Wireless networking has made the leap from geeky gimmick to business essential. One of the problems has been that wireless has always meant compromising on speed but the new 801.11ac standard lifts wireless speeds from 600 Mbps with 802.11n to 1000Mbps, or 1Gbps, although that can be almost quadrupled when using multiple antennae.
So, what's this mean for your business?
The 802.11ac standard operates at 5GHz unlike 802.11n that can run on 5Ghz and/or 2.4GHz (depending on whether your gear has two radios or one). While it's faster, the benefits won't be realised until the wireless devices you connect, like tablets and computers, come with or can be upgraded with new radios.
In the next few months the first devices running on 802.11ac will come to market. For example, the DLink DIR-865L Wireless AC1750 Dual Band Cloud Router is expected to hit the market in a few weeks. It supports the full gamut of WiFi standards - 802.11a/b/g/n/ac - although you don't get the benefit of 802.11ac unless your devices support it either by connecting a USB adaptor or by waiting for new hardware with integrated 802.11ac to become available.

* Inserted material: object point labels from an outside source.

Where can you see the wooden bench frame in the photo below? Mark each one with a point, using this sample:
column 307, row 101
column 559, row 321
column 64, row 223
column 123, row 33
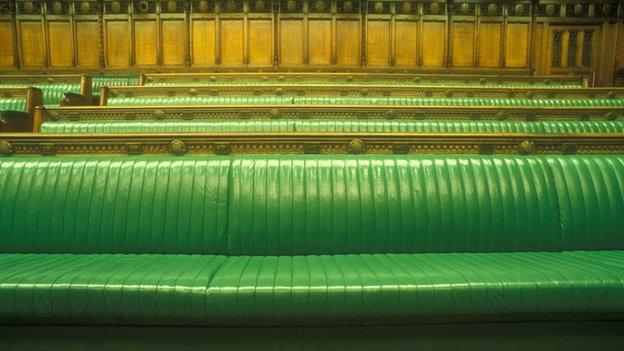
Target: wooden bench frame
column 357, row 76
column 207, row 112
column 179, row 144
column 18, row 122
column 355, row 90
column 84, row 98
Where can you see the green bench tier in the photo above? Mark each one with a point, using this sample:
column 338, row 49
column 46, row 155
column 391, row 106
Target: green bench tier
column 56, row 89
column 354, row 78
column 206, row 239
column 390, row 101
column 325, row 125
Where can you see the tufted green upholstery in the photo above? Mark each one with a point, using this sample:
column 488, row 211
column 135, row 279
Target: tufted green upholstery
column 53, row 93
column 12, row 105
column 310, row 236
column 313, row 100
column 435, row 82
column 319, row 125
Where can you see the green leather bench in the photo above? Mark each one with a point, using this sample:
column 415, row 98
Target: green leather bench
column 281, row 239
column 55, row 88
column 325, row 125
column 17, row 108
column 394, row 101
column 354, row 78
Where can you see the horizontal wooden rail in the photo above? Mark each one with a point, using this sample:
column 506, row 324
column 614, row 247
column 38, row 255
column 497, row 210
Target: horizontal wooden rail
column 207, row 112
column 334, row 89
column 310, row 143
column 362, row 76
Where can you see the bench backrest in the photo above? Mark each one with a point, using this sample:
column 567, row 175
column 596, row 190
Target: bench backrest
column 354, row 100
column 328, row 125
column 311, row 204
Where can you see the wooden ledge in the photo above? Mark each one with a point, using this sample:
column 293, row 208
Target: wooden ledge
column 310, row 143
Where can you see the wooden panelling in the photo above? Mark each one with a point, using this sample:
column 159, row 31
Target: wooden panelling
column 146, row 42
column 203, row 50
column 291, row 42
column 378, row 43
column 117, row 51
column 347, row 42
column 516, row 45
column 489, row 44
column 433, row 43
column 319, row 42
column 61, row 44
column 33, row 44
column 232, row 42
column 463, row 44
column 6, row 44
column 88, row 44
column 406, row 40
column 174, row 44
column 260, row 43
column 619, row 53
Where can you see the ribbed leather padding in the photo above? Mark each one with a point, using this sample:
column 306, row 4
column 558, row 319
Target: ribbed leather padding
column 358, row 100
column 52, row 93
column 311, row 204
column 333, row 204
column 13, row 105
column 435, row 82
column 206, row 287
column 331, row 125
column 113, row 205
column 591, row 200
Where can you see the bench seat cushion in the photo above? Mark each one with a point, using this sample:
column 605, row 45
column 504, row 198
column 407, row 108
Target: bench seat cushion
column 357, row 100
column 13, row 105
column 204, row 288
column 325, row 125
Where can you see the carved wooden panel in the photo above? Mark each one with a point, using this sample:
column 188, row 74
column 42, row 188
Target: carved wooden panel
column 117, row 51
column 291, row 42
column 87, row 44
column 516, row 45
column 378, row 43
column 61, row 44
column 203, row 38
column 347, row 42
column 173, row 42
column 32, row 37
column 145, row 42
column 232, row 43
column 260, row 43
column 433, row 53
column 406, row 43
column 319, row 42
column 463, row 44
column 6, row 44
column 489, row 44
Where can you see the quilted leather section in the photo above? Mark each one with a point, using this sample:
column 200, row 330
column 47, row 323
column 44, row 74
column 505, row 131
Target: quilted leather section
column 13, row 105
column 311, row 204
column 332, row 204
column 332, row 125
column 438, row 81
column 52, row 93
column 357, row 100
column 205, row 287
column 112, row 204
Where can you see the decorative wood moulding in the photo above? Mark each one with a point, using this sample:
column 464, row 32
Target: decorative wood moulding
column 421, row 79
column 520, row 8
column 338, row 143
column 360, row 91
column 322, row 112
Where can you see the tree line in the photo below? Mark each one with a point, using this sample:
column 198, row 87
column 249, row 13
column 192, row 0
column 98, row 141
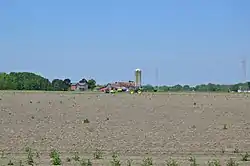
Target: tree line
column 200, row 88
column 32, row 81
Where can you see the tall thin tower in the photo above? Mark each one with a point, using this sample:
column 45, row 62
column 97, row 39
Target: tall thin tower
column 244, row 68
column 157, row 78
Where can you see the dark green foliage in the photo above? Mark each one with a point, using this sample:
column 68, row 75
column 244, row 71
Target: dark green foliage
column 23, row 81
column 199, row 88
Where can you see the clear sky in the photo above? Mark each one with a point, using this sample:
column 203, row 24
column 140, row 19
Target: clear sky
column 189, row 41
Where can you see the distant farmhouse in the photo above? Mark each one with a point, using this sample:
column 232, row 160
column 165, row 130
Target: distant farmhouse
column 79, row 86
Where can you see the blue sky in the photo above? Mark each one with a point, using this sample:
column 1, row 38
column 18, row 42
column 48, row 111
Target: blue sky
column 190, row 42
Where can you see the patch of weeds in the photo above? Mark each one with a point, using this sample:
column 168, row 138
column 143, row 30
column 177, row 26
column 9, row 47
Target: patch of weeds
column 27, row 149
column 98, row 154
column 236, row 150
column 245, row 157
column 68, row 159
column 30, row 160
column 147, row 161
column 76, row 156
column 193, row 161
column 20, row 163
column 115, row 160
column 172, row 162
column 214, row 163
column 225, row 127
column 223, row 150
column 129, row 162
column 2, row 154
column 85, row 163
column 231, row 162
column 86, row 121
column 37, row 155
column 10, row 163
column 55, row 157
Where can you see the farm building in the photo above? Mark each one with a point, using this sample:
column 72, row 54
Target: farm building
column 79, row 86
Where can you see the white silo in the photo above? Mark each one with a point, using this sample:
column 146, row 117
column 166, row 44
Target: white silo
column 138, row 77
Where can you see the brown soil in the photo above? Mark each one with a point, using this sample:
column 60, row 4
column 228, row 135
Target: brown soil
column 161, row 126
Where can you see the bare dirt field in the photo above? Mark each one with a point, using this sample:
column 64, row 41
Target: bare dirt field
column 207, row 126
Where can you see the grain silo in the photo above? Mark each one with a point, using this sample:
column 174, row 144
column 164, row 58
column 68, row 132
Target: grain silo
column 138, row 77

If you desperately crave faster wireless and are happy to use USB adaptors then 802.11ac gear could be a viable option although we'd suggest waiting a little while for the IEEE to finalise the standard later this year - it's an official draft at the moment but significant changes are unlikely. By this time next year computers and other devices with integrated are expected, the standard will be settled and there will be plenty of product options to choose from.